While asset allocation is certainly an intuitive concept, less intuitive is to know just how much money you should have in each asset class. How much should you have in stocks and stock mutual funds? Bonds? Cash?

Of course, one portfolio allocation strategy does not fit all. People are different; they have different feelings toward risk. Their financial situations are different. Thus, it is often incorrect to assume that what is a good asset allocation for one person is good for another.

However, one reasonable rule of thumb to use as a starting point for allocating your assets between stocks and bonds is the following: Subtract your age minus 110, and that is the percent of your assets that you should have in stocks/stock mutual funds.

Using this rule of thumb, a 55-year old would have roughly 55% (110-55) of his or her assets in stocks and stock mutual funds.
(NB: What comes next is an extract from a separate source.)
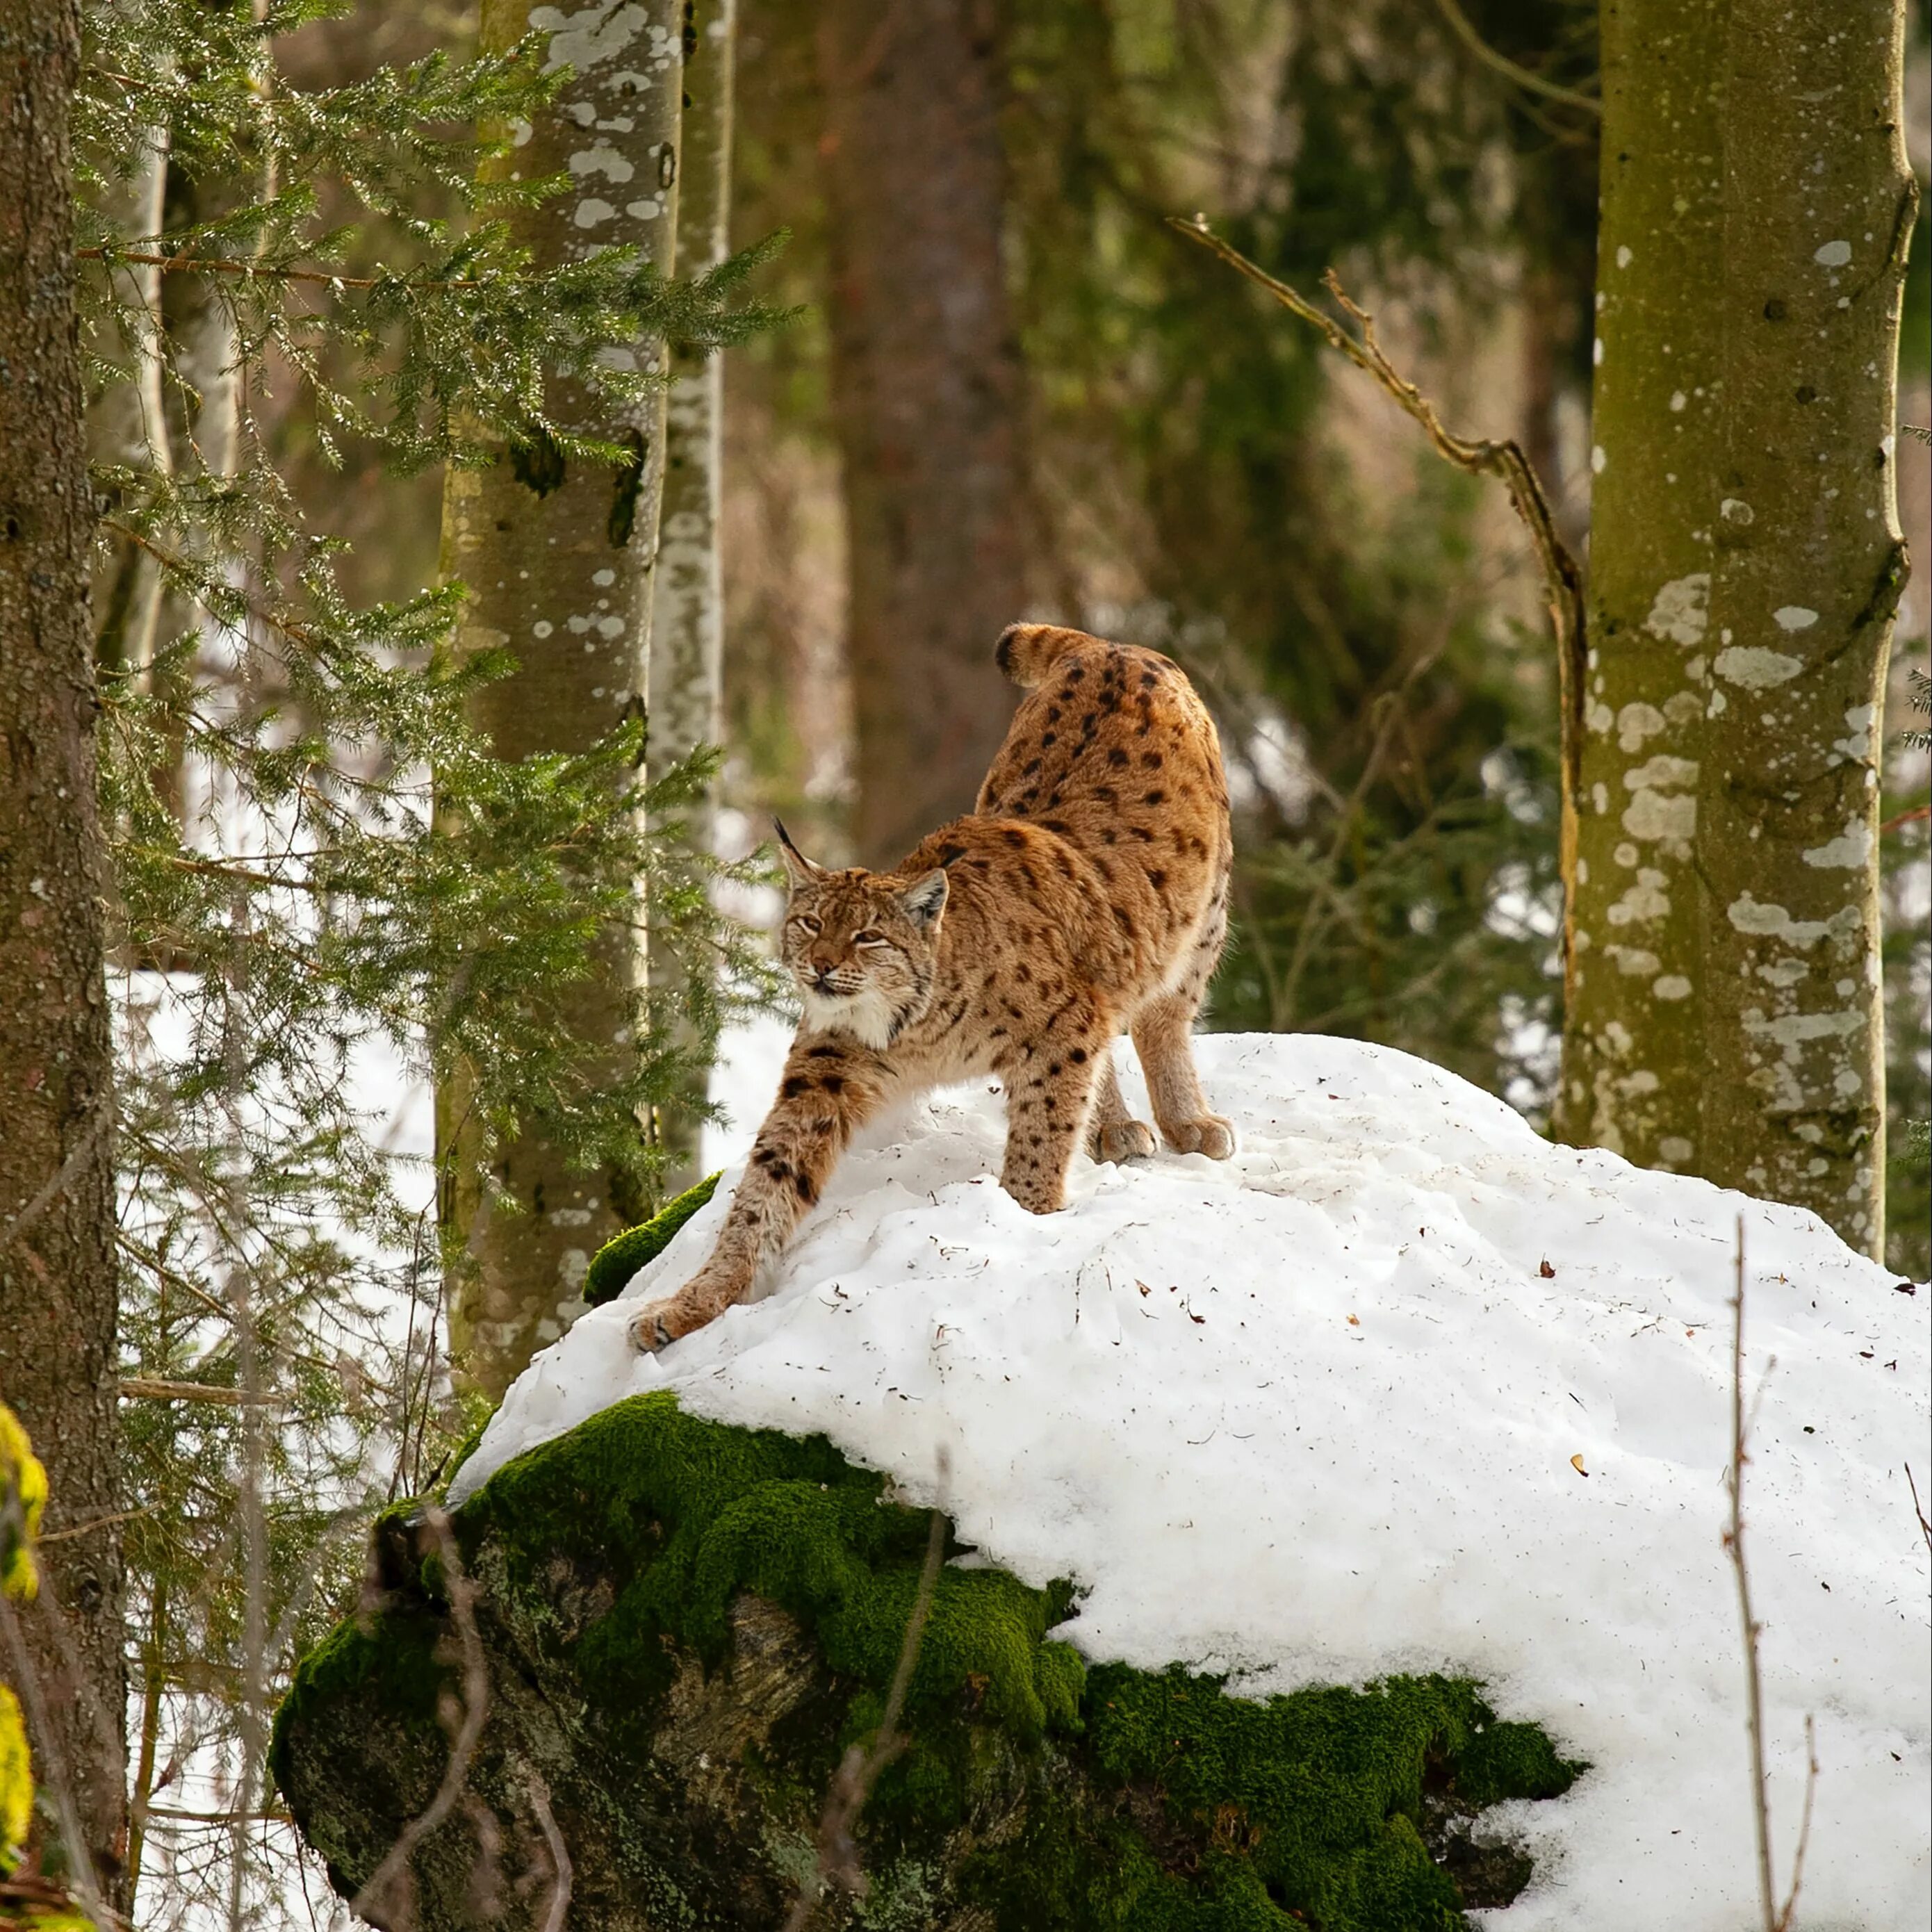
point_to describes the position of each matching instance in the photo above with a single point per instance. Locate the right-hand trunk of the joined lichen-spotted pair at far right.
(1805, 584)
The remainder would be divided between bonds and cash.

But what if you are a 55-year old who has a strong investment portfolio, a high comfort level with risk, a healthy pension, and few financial responsibilities? You probably have the ability to be more aggressive, perhaps upping the stock portion of a portfolio to 70%-75% or so. On the other hand, what if you are a 55-year old whose financial assets are limited and you have a great aversion to risk? You might want to have a smaller percentage of assets in stocks.

Bottom line: There is no best way to allocate assets between stocks and bonds. But this rule of thumb does provide a useful benchmark when beginning the process.